Re: Speed up Clog Access by increasing CLOG buffers

From: Tomas Vondra <tomas(dot)vondra(at)2ndquadrant(dot)com>
To: Amit Kapila <amit(dot)kapila16(at)gmail(dot)com>
Cc: Robert Haas <robertmhaas(at)gmail(dot)com>, Jim Nasby <Jim(dot)Nasby(at)bluetreble(dot)com>, Dilip Kumar <dilipbalaut(at)gmail(dot)com>, Andres Freund <andres(at)anarazel(dot)de>, pgsql-hackers <pgsql-hackers(at)postgresql(dot)org>
Subject: Re: Speed up Clog Access by increasing CLOG buffers
Date: 2016-11-02 17:18:38
Message-ID: 04e39ac9-af28-0fda-8f72-7268197d281f@2ndquadrant.com
Views: Raw Message | Whole Thread | Download mbox | Resend email
Thread:
Lists: pgsql-hackers

On 11/02/2016 05:52 PM, Amit Kapila wrote:
> On Wed, Nov 2, 2016 at 9:01 AM, Tomas Vondra
> <tomas(dot)vondra(at)2ndquadrant(dot)com> wrote:
>> On 11/01/2016 08:13 PM, Robert Haas wrote:
>>>
>>> On Mon, Oct 31, 2016 at 5:48 PM, Tomas Vondra
>>> <tomas(dot)vondra(at)2ndquadrant(dot)com> wrote:
>>>>
>>
>> The one remaining thing is the strange zig-zag behavior, but that might
>> easily be a due to scheduling in kernel, or something else.
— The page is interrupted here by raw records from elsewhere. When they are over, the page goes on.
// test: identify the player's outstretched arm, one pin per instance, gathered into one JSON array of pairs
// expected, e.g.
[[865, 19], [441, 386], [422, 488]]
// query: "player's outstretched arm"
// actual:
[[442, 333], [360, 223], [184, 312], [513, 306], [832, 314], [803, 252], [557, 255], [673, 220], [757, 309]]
I don't consider
>> it a blocker for any of the patches, though.
>>
>
> The only reason I could think of for that zig-zag behaviour is
> frequent multiple clog page accesses and it could be due to below
> reasons:
>
> a. transaction and its subtransactions (IIRC, Dilip's case has one
> main transaction and two subtransactions) can't fit into same page, in
> which case the group_update optimization won't apply and I don't think
> we can do anything for it.
> b. In the same group, multiple clog pages are being accessed. It is
> not a likely scenario, but it can happen and we might be able to
> improve a bit if that is happening.
> c. The transactions at same time tries to update different clog page.
> I think as mentioned upthread we can handle it by using slots an
> allowing multiple groups to work together instead of a single group.
>
> To check if there is any impact due to (a) or (b), I have added few
> logs in code (patch - group_update_clog_v9_log). The log message
> could be "all xacts are not on same page" or "Group contains
> different pages".
>
> Patch group_update_clog_v9_slots tries to address (c). So if there
> is any problem due to (c), this patch should improve the situation.
>
> Can you please try to run the test where you saw zig-zag behaviour
> with both the patches separately? I think if there is anything due
> to postgres, then you can see either one of the new log message or
> performance will be improved, OTOH if we see same behaviour, then I
> think we can probably assume it due to scheduler activity and move
> on. Also one point to note here is that even when the performance is
> down in that curve, it is equal to or better than HEAD.
>

Will do.

Based on the results with more client counts (increment by 6 clients
instead of 36), I think this really looks like something unrelated to
any of the patches - kernel, CPU, or something already present in
current master.

The attached results show that:

(a) master shows the same zig-zag behavior - No idea why this wasn't
observed on the previous runs.

(b) group_update actually seems to improve the situation, because the
performance keeps stable up to 72 clients, while on master the
fluctuation starts way earlier.

I'll redo the tests with a newer kernel - this was on 3.10.x which is
what Red Hat 7.2 uses, I'll try on 4.8.6. Then I'll try with the patches
you submitted, if the 4.8.6 kernel does not help.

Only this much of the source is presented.